It’s half time for the Grand Coalition, and two years into this not-so-easy 4-year term, its achievements so far are neither overwhelming nor underwhelming. Speculations about a premature end of the coalition are have re-ignited in the light of the controversy over the basic pension.
For months now, the SPD and the Union have been arguing over the introduction of the ‘basic mininum pension‘, a central item of the coalition agreement. However, an agreement is still out of sight. To the contrary, there seems to be no solution to the current deadlock: after a meeting of party leaders, the head of the CDU/CSU Bundestag group, Ralph Brinkhaus, has made it clear that he rejects a basic pension which does not include a means test.
The Union’s parliamentary group leader has ruled out a solution without a means test in the government coalition’s dispute over the basic pension. “This will not work with us,” the CDU politician told the newspaper “Welt”. “We do not want to distribute taxpayers’ money to people who do not need the support at all.”
Brinkhaus told the newspaper that his group was not prepared to “throw out the principles of the pension system and the basic social security system”. According to him, “people don’t understand when some people get extra money from the state when they don’t need it.”
The Hamburg CDU politician Christoph Ploß told the newspapers of Funke Mediengruppe that he expected CDU leader Annegret Kramp-Karrenbauer “to make it clear to the SPD that the CDU will not accept a deviation from the coalition agreement”. He stressed that the agreement on the basic pension provided for in the coalition agreement was already a compromise.
Top-level meeting surprisingly postponed
Felix Schreiner, member of the CDU in Baden-Württemberg, described a solution in the basic pension without mean testing as a “termination of the intergenerational contract”. “It cannot be that in the end those who do not need it and have other incomes profit”, said the 33-year-old.
The SPD and CDU/CSU have been arguing for months about how to structure the basic pension. There is agreement that all those who have contributed for at least 35 years will receive a pension ten percent above the minimum benefits level. This was also agreed in the coalition agreement. Disagreement could not be resolved over who should be eligible for this ‘premium’. The CDU/CSU insist on a means test as a tool to determine such eligibility, which was also agreed upon in the coalition agreement, whereas the SPD now rejects this.
A summit meeting was planned for Monday evening, which was supposed bring about a solution. This summit meeting, however, was surprisingly postponed on Sunday. It will now take place on November 10. Both sides justified the postponement with the fact that there was still a need for further clarification.
As a line of compromise, a solution had emerged on the weekend according to which the payment of the basic pension would be made dependent on the income of the pensioners and not on a means test in which the pensioners’ entire assets would be included. However, the CDU/CSU group remains opposed to it.

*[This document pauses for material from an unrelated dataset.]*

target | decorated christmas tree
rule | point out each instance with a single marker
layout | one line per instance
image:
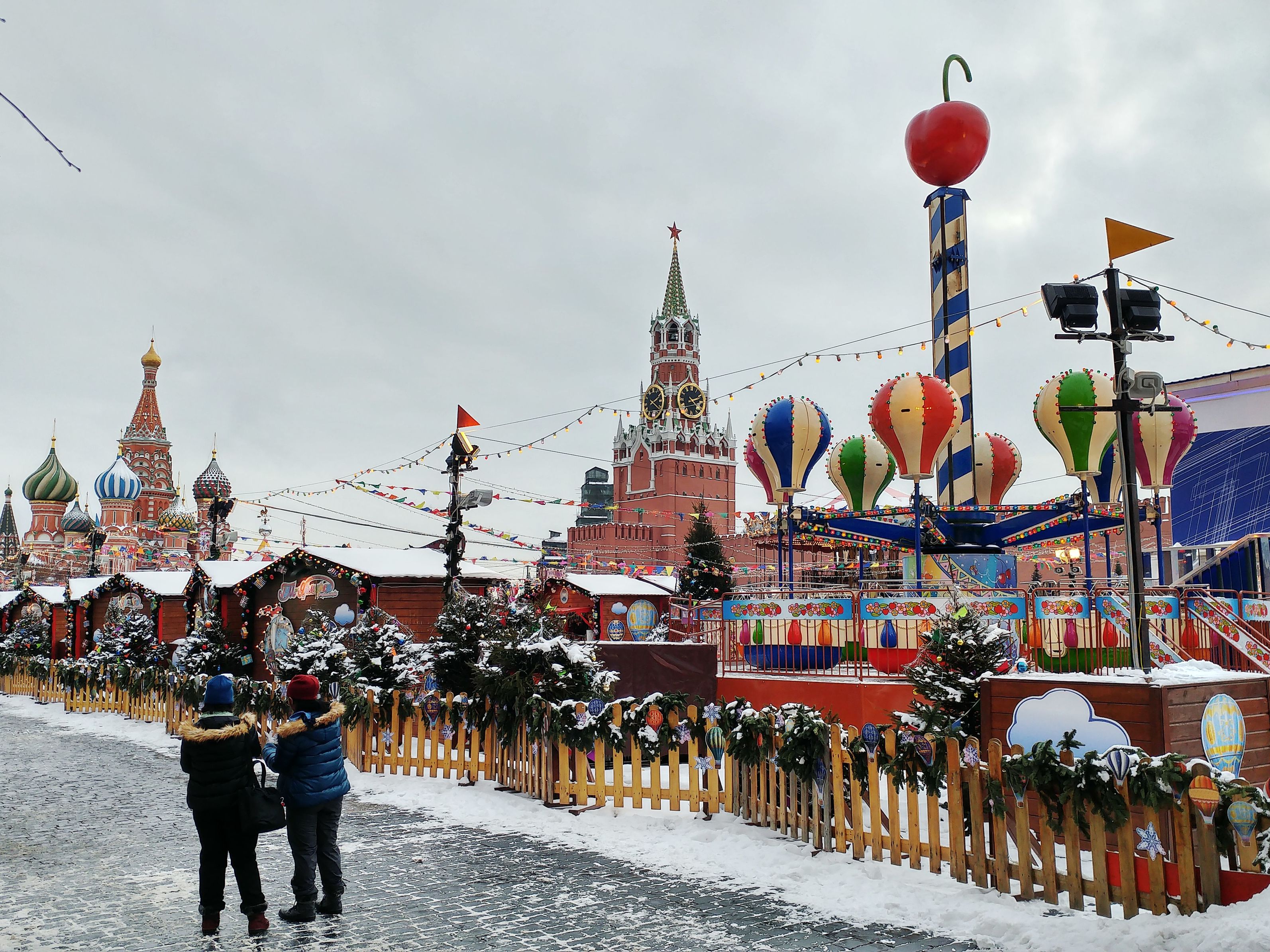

The divisive potential of the ongoing quarrel over the basic pension is not to be underestimated, as it’s a sign of the current less-than-stable condition of the Grand Coalition and its potential collapse in the near future. Forces in the SPD seem increasingly willing to push for a premature end of the coalition, which is largely viewed as harmful to the party from within, and CDU/CSU seem increasingly unwilling to compromise their positions to please their coalition partner in order to stay in power. It thus seems plausible that the basic pension issue might be seen as a welcome opportunity to break up this unholy alliance.